The arms of the tree shook in the wind; they threw balls of blazing leafs across the yard as the firemen turned on the water. Our childhood memories made under the tree on hot summer days all came rushing back to me. Sunny hanging from her knees upside down when we were in elementary school, mom setting up picnics in the shade, my hiding spot and Sunny’s eternal get away. They all slowly smoked into the dark sky as the Oak melted.

The firemen spent about twenty minutes putting out the flames leaving a skeleton of crisped bark. They carefully took an axe to the base and dragged the burnt corpse to the front of our lawn. One of them walked back to the site of the fire for one last check. He held an extinguisher and sprayed away at some of the smoking remnants. My father finished talking to the policeman about the incident and my mother walked us into the door.

“Sunny.” I said, pointing at the fireman by the tree stump. He had bent down to pick up a few things. “I forgot. I left your–“

“No.” She said. The man walked up to my father. The policeman saw the potential for evidence and approached the fireman. My mother wouldn’t let us get near them.

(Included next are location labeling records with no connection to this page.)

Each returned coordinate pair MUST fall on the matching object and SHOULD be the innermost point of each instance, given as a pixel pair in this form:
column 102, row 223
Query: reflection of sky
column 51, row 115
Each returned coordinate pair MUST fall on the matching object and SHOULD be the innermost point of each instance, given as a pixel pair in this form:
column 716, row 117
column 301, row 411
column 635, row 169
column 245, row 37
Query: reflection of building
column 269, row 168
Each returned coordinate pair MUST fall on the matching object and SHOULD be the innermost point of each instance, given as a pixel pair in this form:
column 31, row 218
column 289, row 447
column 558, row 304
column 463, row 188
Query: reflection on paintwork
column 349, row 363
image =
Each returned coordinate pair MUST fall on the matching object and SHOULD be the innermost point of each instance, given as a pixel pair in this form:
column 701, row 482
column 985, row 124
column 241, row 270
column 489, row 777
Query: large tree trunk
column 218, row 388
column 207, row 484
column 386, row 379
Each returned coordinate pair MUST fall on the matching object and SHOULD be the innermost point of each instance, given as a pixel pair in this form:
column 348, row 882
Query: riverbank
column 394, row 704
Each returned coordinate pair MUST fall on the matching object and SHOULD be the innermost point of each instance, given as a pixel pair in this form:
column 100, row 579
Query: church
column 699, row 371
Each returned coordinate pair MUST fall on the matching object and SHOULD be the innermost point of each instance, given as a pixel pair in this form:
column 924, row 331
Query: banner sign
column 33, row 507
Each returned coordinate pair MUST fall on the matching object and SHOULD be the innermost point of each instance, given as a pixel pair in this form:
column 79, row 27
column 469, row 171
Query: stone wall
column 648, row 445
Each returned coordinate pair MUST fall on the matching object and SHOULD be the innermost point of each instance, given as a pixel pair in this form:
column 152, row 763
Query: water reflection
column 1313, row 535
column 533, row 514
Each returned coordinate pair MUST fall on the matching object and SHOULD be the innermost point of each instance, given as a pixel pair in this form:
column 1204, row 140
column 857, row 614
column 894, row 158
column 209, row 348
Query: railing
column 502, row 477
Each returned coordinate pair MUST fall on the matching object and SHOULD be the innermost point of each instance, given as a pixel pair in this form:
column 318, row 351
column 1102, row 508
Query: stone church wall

“Stay here girls, let your father talk to them, we need to go inside and get some sleep. It’s all over now.” My mother said, herding us into the garage. We walked inside and my mother saw our black footprints on the immaculate white carpet. She just continued to talk, walking us up the stairs. “Get some sleep.” We filed down the hall and into our bedroom. When my mom left the room we both hopped up to see out the window.

“I’m sorry. It was an accident.” I said trying to get some kind of response from her. The fire had never reached the top of the tree where Sunny’s cubby of books had lied. “I’m sure it’s wet. I’m sure they can’t read it.” Sunny pressed her bony finger against the window. Down in the driveway, our father flipped through the pages of the diary. The policeman stood close by him. He slowly dropped it, falling lifelessly against the back of the police car. I closed my eyes. Sunny dropped her hand and stared. The policeman grabbed the book and read where my father had left off. He motioned for two other officers that came to help. Our father finally rose to his feet and looked up at us in the window. His eyes were weary and thin. He looked back to the policeman and pointed at the Bryant’s house. They stepped cautiously up to the front door and knocked heavily. Sunny reached for my hand and grasped it tightly. I squeezed it three hard times and she squeezed back.